Given that they are nocturnal, they don’t need any extra lighting inside or outside of their enclosure. But you need to maintain the temperatures in their tank. This is because a Leachie gecko needs external sources of heat to keep its body warm. So it is essential that you make proper heating arrangements for your Leachie gecko. Keep their tank’s temperature between 65 degrees Fahrenheit to 75 degrees Fahrenheit.
Potential Health Risks and Life Expectancy
A Leachie can live up to 15 – 20 years if they are healthy and live in favorable conditions. But some of them may experience some serious health risks. Most of the time, these health risks are because of poor or unhygienic living conditions.
Some of the common health risks faced by Leachies can be a fungal or bacterial infection. This happens when a gecko is living in a moist environment. They need humidity but too much moisture can bring along unwanted infections.
Another common health risk can be the deficiency of calcium. Inadequate exposure to light or lack of a balanced diet can be the reason behind calcium deficiency in geckos. They are also prone to become infected by parasites.
A female Leachie gecko can suffer from a fatal health issue—egg binding, also called Dystocia. This happens when a gecko or a reptile faces difficulty in giving birth or laying eggs. This is also considered to be because of poor living or husbandry conditions, improper temperatures of a tank, unhealthy diet, or dehydration.
Leachie Gecko Price
As a Leachie gecko is expensive. You can find an adult Leachie gecko for $600 to $1000. They are expensive for two reasons. One, they are difficult to breed—they don’t get along well with just any Leachie gecko from the opposite gender. To breed them, a breeder would have to find a pair that are compatible with each other. If not, they will fight with each other.
The other reason is—their females lay fewer eggs.
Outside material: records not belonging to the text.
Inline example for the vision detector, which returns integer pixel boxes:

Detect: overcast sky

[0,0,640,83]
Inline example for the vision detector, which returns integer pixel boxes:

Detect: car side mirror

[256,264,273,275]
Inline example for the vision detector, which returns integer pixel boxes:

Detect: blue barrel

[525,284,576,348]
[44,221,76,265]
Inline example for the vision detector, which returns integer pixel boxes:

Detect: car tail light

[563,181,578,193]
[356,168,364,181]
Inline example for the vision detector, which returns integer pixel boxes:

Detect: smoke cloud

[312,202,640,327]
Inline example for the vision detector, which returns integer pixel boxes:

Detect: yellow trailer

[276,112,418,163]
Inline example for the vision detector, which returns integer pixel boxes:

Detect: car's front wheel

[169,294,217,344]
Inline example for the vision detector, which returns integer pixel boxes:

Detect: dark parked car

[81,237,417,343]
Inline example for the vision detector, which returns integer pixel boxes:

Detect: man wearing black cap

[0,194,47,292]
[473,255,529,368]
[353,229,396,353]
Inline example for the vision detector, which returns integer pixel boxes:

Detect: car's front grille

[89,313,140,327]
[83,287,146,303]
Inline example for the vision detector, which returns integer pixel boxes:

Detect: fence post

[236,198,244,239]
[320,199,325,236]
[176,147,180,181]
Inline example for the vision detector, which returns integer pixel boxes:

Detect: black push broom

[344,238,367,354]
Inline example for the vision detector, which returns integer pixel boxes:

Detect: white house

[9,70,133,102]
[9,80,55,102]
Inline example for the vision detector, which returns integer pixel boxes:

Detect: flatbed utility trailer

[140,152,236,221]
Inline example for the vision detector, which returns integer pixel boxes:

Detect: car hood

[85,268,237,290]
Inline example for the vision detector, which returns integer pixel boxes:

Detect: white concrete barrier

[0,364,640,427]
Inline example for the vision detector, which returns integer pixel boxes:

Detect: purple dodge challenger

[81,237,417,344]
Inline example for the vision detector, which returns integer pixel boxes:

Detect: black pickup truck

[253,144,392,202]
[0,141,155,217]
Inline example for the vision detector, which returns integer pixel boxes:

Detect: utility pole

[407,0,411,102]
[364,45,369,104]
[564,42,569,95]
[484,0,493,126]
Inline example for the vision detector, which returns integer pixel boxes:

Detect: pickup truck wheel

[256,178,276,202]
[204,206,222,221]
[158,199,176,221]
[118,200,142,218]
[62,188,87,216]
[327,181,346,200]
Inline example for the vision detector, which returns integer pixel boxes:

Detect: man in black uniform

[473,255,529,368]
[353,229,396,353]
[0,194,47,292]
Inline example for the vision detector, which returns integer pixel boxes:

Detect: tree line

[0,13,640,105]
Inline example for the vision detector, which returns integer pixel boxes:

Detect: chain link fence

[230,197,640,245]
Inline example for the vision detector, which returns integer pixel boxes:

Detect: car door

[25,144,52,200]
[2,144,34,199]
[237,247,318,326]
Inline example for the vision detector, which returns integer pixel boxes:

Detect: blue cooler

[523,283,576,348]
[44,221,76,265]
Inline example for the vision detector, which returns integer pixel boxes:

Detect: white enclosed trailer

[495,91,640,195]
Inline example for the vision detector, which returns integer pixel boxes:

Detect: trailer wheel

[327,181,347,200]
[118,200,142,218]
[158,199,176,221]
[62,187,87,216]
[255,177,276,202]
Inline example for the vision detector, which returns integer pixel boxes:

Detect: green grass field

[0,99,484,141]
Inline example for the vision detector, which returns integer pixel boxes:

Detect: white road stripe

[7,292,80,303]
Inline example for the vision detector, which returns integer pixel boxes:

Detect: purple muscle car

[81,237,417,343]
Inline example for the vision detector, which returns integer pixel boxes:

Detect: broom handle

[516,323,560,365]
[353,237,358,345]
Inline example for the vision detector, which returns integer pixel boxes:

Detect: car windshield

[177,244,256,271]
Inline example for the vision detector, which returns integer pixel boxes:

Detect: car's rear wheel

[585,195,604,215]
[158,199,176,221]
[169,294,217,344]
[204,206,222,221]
So this makes them a rare breed of reptiles, which results in higher prices for these geckos.
Can You Keep a Leachie Gecko as a Pet?
As we now know these reptiles are aggressive and take time to adapt to a new place, keeping them as a pet is no easy feat. They require special husbandry and living conditions, balanced food, and well-maintained temperatures. If you are a first-time reptile keeper, we urge you to start with keeping a reptile that is relatively easy to look after. But if you are totally fascinated by this gecko, then it is essential you do thorough research and gain knowledge before you bring a Leachie gecko home.
Care should be taken to provide them with an enclosure that is suitable for their large size. To mimic their natural habitat, you should add some tree branches or indoor plants in their tank. To help them keep healthy and thriving, provide them with a balanced diet and clean water. If you find something unusual in their behavior or if they are showing signs of lethargy or anxiety, take them to a vet. A healthy and happy Leachie gecko will stay with you for more than 20 years.